There it was again, the touch of small fingers beneath the sand. Janet grabbed for the little hand, but she could only get the fingers, and those were slipping away, pulled downward by a suction she could not overcome.

As the little hand slipped away for the last time, her scream warbled out past the tape that gagged her mouth, carried away on the brisk night breeze.

Eduardo’s face was back, his smile having widened since she last remembered seeing it. “Good girl. I think we’ve found it.”

The Colombian grabbed her swollen belly in both hands, not exactly squeezing, but feeling very deeply. Janet coughed into her gag, her eyes watering so badly she could barely see. The vision of her unborn child filled her mind with more clarity than any sonogram could provide. And although it should have been a hallucination, she knew this was real.

Somehow, El Chupacabra had formed a three-way loop, piping the feelings of her unborn child through his mind and into hers. Her stomach writhed, the child curling into a tight ball, kicking out with both feet.

A terror worse than any she could have imagined formed in her baby’s mind, its small mouth working as if it was trying to form a scream. It rolled in the womb, twisting the umbilical cable around its throat, then again, tightening the fleshy noose.
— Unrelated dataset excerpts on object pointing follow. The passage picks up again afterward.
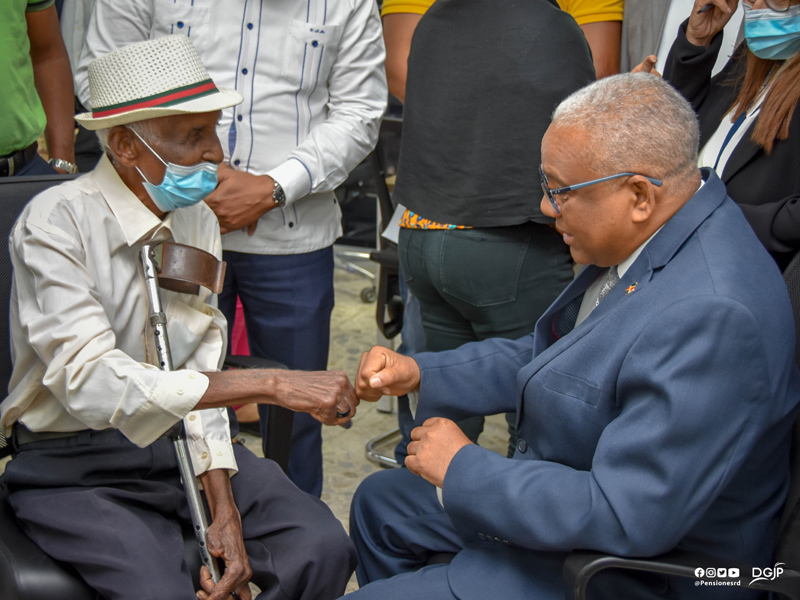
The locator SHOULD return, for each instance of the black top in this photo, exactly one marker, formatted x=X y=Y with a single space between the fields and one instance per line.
x=765 y=186
x=483 y=79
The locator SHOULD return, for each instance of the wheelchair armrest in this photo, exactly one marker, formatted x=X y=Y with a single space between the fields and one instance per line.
x=581 y=566
x=278 y=437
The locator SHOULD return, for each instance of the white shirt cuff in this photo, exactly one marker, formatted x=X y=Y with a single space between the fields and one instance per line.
x=294 y=177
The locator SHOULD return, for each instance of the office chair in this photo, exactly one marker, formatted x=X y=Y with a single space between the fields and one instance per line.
x=580 y=567
x=26 y=572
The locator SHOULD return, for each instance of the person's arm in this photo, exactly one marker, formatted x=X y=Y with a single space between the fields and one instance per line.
x=689 y=415
x=102 y=386
x=693 y=54
x=53 y=79
x=601 y=23
x=357 y=99
x=398 y=30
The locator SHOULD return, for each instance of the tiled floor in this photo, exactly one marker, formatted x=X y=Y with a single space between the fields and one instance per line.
x=345 y=463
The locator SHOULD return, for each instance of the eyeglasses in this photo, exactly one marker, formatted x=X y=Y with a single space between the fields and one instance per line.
x=776 y=5
x=551 y=194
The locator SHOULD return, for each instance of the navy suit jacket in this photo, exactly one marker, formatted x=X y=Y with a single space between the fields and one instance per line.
x=662 y=420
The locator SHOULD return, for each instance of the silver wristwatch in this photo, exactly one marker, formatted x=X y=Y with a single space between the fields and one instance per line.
x=64 y=165
x=278 y=195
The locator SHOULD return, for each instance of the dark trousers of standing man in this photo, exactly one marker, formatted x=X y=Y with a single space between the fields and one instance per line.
x=287 y=302
x=474 y=284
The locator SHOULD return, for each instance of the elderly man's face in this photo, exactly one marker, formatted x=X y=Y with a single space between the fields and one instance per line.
x=181 y=139
x=595 y=221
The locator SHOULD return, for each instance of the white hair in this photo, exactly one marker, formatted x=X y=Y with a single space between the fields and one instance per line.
x=635 y=122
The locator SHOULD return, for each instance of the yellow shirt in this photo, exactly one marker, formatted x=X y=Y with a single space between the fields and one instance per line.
x=417 y=7
x=592 y=11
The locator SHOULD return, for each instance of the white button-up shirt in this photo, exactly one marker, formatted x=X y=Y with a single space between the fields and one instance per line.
x=312 y=76
x=81 y=343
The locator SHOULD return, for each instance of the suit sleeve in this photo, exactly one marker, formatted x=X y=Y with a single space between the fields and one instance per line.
x=479 y=378
x=692 y=405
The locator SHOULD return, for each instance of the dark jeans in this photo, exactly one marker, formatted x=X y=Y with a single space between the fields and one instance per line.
x=474 y=284
x=287 y=302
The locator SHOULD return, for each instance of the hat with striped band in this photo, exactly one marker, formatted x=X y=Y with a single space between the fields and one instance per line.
x=152 y=79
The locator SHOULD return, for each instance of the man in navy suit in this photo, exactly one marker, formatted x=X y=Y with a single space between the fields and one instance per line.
x=655 y=397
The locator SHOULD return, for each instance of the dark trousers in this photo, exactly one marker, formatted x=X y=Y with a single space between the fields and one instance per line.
x=287 y=304
x=474 y=284
x=115 y=511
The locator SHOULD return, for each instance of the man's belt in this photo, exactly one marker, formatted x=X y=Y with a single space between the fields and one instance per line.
x=12 y=163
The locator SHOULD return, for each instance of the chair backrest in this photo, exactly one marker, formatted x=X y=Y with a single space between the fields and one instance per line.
x=788 y=547
x=15 y=192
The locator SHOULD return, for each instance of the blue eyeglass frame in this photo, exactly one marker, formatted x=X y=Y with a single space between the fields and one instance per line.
x=552 y=193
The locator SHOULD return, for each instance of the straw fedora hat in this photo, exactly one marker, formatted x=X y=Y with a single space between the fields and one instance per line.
x=152 y=79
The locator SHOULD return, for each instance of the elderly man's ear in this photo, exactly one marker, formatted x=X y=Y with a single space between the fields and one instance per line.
x=121 y=144
x=643 y=197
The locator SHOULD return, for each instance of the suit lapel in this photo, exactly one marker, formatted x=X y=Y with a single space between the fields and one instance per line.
x=745 y=151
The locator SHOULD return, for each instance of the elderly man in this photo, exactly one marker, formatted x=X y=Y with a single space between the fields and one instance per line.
x=311 y=73
x=93 y=481
x=655 y=397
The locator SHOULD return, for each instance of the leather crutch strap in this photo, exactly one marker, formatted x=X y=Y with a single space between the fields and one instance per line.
x=184 y=269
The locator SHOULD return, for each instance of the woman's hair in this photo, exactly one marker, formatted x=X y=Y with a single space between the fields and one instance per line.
x=780 y=100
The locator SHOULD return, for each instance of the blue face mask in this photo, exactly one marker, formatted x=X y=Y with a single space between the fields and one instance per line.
x=772 y=35
x=182 y=186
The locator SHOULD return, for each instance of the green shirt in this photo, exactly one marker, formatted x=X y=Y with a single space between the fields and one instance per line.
x=23 y=118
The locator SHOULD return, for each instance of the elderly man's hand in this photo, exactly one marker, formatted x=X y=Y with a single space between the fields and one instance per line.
x=383 y=372
x=240 y=199
x=225 y=541
x=328 y=396
x=433 y=445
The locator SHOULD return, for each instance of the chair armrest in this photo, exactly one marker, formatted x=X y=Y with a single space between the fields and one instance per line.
x=581 y=566
x=278 y=437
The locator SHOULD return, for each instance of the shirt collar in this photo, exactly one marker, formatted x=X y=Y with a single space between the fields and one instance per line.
x=138 y=223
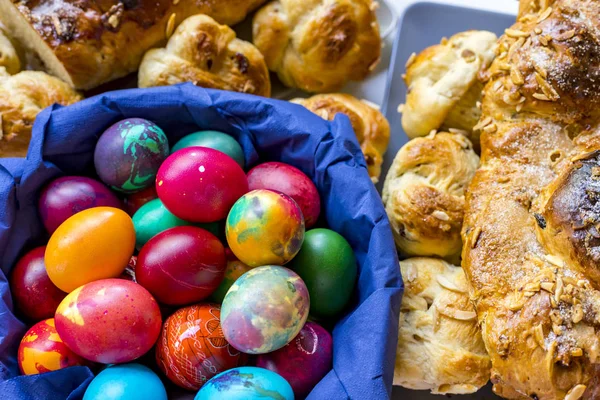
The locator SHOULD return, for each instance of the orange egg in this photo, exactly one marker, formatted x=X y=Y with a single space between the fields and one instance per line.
x=94 y=244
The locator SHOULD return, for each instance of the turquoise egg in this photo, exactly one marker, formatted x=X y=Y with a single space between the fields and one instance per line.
x=246 y=383
x=264 y=309
x=214 y=140
x=153 y=218
x=126 y=382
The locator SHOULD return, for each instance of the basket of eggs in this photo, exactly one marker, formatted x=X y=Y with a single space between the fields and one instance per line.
x=180 y=241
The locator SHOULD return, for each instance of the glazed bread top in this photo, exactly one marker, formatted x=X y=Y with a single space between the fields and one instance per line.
x=87 y=43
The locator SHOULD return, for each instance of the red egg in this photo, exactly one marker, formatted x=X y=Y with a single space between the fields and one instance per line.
x=33 y=291
x=192 y=349
x=42 y=350
x=109 y=321
x=181 y=265
x=199 y=184
x=291 y=181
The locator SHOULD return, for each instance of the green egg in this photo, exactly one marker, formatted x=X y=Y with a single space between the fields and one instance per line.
x=153 y=218
x=327 y=265
x=214 y=140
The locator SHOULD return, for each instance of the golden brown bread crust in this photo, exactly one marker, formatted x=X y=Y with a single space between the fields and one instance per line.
x=529 y=230
x=439 y=343
x=208 y=54
x=318 y=45
x=370 y=126
x=87 y=43
x=22 y=97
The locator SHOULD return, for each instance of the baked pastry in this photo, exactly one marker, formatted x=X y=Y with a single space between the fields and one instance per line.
x=443 y=85
x=87 y=43
x=370 y=126
x=22 y=97
x=531 y=233
x=208 y=54
x=439 y=343
x=318 y=45
x=9 y=58
x=424 y=194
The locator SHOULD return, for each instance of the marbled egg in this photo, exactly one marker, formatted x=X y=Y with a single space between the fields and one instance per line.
x=235 y=268
x=94 y=244
x=64 y=197
x=42 y=350
x=199 y=184
x=128 y=154
x=290 y=180
x=192 y=349
x=34 y=293
x=304 y=361
x=181 y=265
x=109 y=321
x=126 y=382
x=214 y=140
x=264 y=309
x=246 y=383
x=265 y=227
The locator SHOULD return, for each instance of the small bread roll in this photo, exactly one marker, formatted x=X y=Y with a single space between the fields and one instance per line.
x=370 y=126
x=22 y=97
x=208 y=54
x=424 y=194
x=318 y=45
x=443 y=85
x=439 y=343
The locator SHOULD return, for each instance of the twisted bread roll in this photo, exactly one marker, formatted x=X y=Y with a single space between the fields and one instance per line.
x=531 y=229
x=370 y=126
x=424 y=194
x=209 y=55
x=443 y=85
x=22 y=97
x=439 y=343
x=318 y=45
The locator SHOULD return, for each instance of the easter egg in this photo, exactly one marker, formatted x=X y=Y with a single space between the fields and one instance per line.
x=94 y=244
x=289 y=180
x=42 y=350
x=191 y=348
x=181 y=265
x=265 y=228
x=327 y=265
x=246 y=383
x=214 y=140
x=64 y=197
x=235 y=268
x=109 y=321
x=34 y=293
x=304 y=361
x=264 y=309
x=199 y=184
x=134 y=201
x=126 y=382
x=129 y=153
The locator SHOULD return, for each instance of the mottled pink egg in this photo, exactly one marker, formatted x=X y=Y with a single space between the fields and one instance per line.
x=64 y=197
x=109 y=321
x=304 y=361
x=289 y=180
x=199 y=184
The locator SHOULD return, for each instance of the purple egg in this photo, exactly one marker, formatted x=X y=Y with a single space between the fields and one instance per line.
x=304 y=361
x=66 y=196
x=128 y=154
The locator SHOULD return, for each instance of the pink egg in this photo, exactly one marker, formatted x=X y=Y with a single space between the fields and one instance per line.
x=109 y=321
x=291 y=181
x=199 y=184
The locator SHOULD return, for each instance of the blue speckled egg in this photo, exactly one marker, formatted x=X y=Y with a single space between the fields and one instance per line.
x=246 y=383
x=128 y=154
x=126 y=382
“I’m gonna kill you, you sick bastard!” Janet screamed into the muffling duct tape, the white heat of hatred overriding her fear. “I swear to God!”

The baby rolled in her stomach again, twisting the umbilical so tightly that all blood supply was blocked off. Worse, its terror had risen to the point that its movements had become suicidal. But still, Eduardo increased his focus, steadily turning up the volume on her unborn child’s fear.

As Janet screamed her terror and frustration, Eduardo thumbed the microphone on the walkie-talkie.

“Ripper. Do you hear your lover’s muffled screams? If you hurry, she and your baby might still be alive when you get here. Come to me.”





146


“What’s happening?”

The edge in Mark’s voice relayed the stress produced by having to watch the two girls work. Jennifer’s fingers danced across the keyboard as Heather talked her through the satellite downlink algorithms.

“I don’t know,” Heather said. “Jack finished the splice for the downlink, but we don’t have our uplink connection.”

“Which means?”

“It means we can spoof the control center to make them think they’re still talking to the satellite, but we can’t send any commands. We can’t uplink the code.”

“Maybe Jack is still working on that connection.”

Heather turned toward him, her eyes just clearing from one of her trances. “I don’t think Jack’s going to finish the connection. I think something’s gone terribly wrong.”

“What?”

“I don’t know.”

Jennifer lifted her face to stare at them. “I started the fake downlink, but without that last connection we’re dead in the water. And the control station will only be fooled for so long.”

“Shit!” Mark began pacing back and forth across the room. “There has to be something we can do. Can we hack another system?”

Jennifer shook her head. “That’s just it. Jack cut the cable on the uplink side. Even if I could hack the control center to override their uplink, the commands wouldn’t get to the satellite.”